RE: [PATCH v3 01/19] mbuf: replace term sanity check

2023-05-20 Thread Morten Brørup
> From: Stephen Hemminger [mailto:step...@networkplumber.org]
> Sent: Friday, 19 May 2023 19.46
> 
> Replace rte_mbuf_sanity_check() with rte_mbuf_verify()
> to match the similar macro RTE_VERIFY() in rte_debug.h
> 
> The term sanity check is on the Tier 2 list of words
> that should be replaced.
> 
> Signed-off-by: Stephen Hemminger 

Acked-by: Morten Brørup 



Re: [PATCH] eal: fix eal init may failed when too much continuous memsegs under legacy mode

2023-05-20 Thread Burakov, Anatoly

Hi,

On 5/16/2023 1:21 PM, Fengnan Chang wrote:

Under legacy mode, if the number of continuous memsegs greater
than RTE_MAX_MEMSEG_PER_LIST, eal init will failed even though
another memseg list is empty, because only one memseg list used
to check in remap_needed_hugepages.

For example:
hugepage configure:
20480
13370
7110

startup log:
EAL: Detected memory type: socket_id:0 hugepage_sz:2097152
EAL: Detected memory type: socket_id:1 hugepage_sz:2097152
EAL: Creating 4 segment lists: n_segs:8192 socket_id:0 hugepage_sz:2097152
EAL: Creating 4 segment lists: n_segs:8192 socket_id:1 hugepage_sz:2097152
EAL: Requesting 13370 pages of size 2MB from socket 0
EAL: Requesting 7110 pages of size 2MB from socket 1
EAL: Attempting to map 14220M on socket 1
EAL: Allocated 14220M on socket 1
EAL: Attempting to map 26740M on socket 0
EAL: Could not find space for memseg. Please increase 32768 and/or 65536 in
configuration.


Unrelated, but this is probably a wrong message, this should've called 
out the config options to change, not their values. Sounds like a log 
message needs fixing somewhere...



EAL: Couldn't remap hugepage files into memseg lists
EAL: FATAL: Cannot init memory
EAL: Cannot init memory

Signed-off-by: Fengnan Chang 
Signed-off-by: Lin Li 
---
  lib/eal/linux/eal_memory.c | 2 ++
  1 file changed, 2 insertions(+)

diff --git a/lib/eal/linux/eal_memory.c b/lib/eal/linux/eal_memory.c
index 60fc8cc6ca..36b9e78f5f 100644
--- a/lib/eal/linux/eal_memory.c
+++ b/lib/eal/linux/eal_memory.c
@@ -1001,6 +1001,8 @@ remap_needed_hugepages(struct hugepage_file *hugepages, 
int n_pages)
if (cur->size == 0)
break;
  
+		if (cur_page - seg_start_page >= RTE_MAX_MEMSEG_PER_LIST)

+   new_memseg = 1;


I don't think this is quite right, because technically, 
`RTE_MAX_MEMSEG_PER_LIST` is only applied to smaller page size segment 
lists - larger page sizes segment lists will hit their limits earlier. 
So, while this will work for 2MB pages, it won't work for page sizes 
which segment list length is smaller than the maximum (such as 1GB pages).
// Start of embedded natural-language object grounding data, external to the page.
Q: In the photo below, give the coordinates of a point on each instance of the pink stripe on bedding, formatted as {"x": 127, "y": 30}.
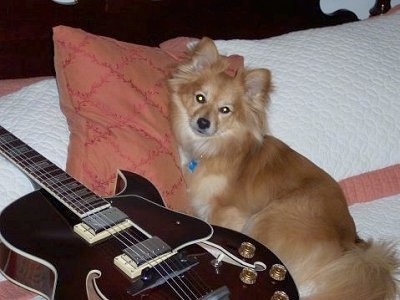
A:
{"x": 372, "y": 185}
{"x": 10, "y": 291}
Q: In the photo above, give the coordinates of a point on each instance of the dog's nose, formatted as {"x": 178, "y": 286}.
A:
{"x": 203, "y": 123}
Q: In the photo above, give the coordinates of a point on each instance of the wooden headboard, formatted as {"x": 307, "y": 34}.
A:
{"x": 26, "y": 25}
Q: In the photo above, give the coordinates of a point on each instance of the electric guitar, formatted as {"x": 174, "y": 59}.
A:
{"x": 64, "y": 242}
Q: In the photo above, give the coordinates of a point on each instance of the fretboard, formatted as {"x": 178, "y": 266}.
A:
{"x": 75, "y": 196}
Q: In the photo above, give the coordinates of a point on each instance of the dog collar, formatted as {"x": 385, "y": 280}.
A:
{"x": 192, "y": 165}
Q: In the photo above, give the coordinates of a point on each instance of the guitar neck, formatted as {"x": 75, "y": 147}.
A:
{"x": 75, "y": 196}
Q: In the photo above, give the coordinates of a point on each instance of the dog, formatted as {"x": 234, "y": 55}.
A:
{"x": 240, "y": 177}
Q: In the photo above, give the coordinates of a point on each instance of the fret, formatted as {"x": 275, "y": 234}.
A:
{"x": 62, "y": 186}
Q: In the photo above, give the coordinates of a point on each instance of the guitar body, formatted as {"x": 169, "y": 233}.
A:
{"x": 41, "y": 252}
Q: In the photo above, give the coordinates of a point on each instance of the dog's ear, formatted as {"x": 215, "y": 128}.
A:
{"x": 258, "y": 84}
{"x": 204, "y": 54}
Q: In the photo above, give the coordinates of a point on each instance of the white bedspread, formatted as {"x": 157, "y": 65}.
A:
{"x": 336, "y": 101}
I think this solution could be improved upon by trying to break up the 
contiguous area instead. I suspect the core of the issue is not even the 
fact that we're exceeding limits of one memseg list, but that we're 
always attempting to map exactly N pages in `remap_hugepages`, which 
results in us leaving large contiguous zones inside memseg lists unused 
because we couldn't satisfy current allocation request and skipped to a 
new memseg list.


For example, let's suppose we found a large contiguous area that 
would've exceeded limits of current memseg list. Sooner or later, this 
contiguous area will end, and we'll attempt to remap this virtual area 
into a memseg list. Whenever that happens, we call into the remap code, 
which will start with first segment, attempt to find exactly N number of 
free spots, fail to do so, and skip to the next segment list.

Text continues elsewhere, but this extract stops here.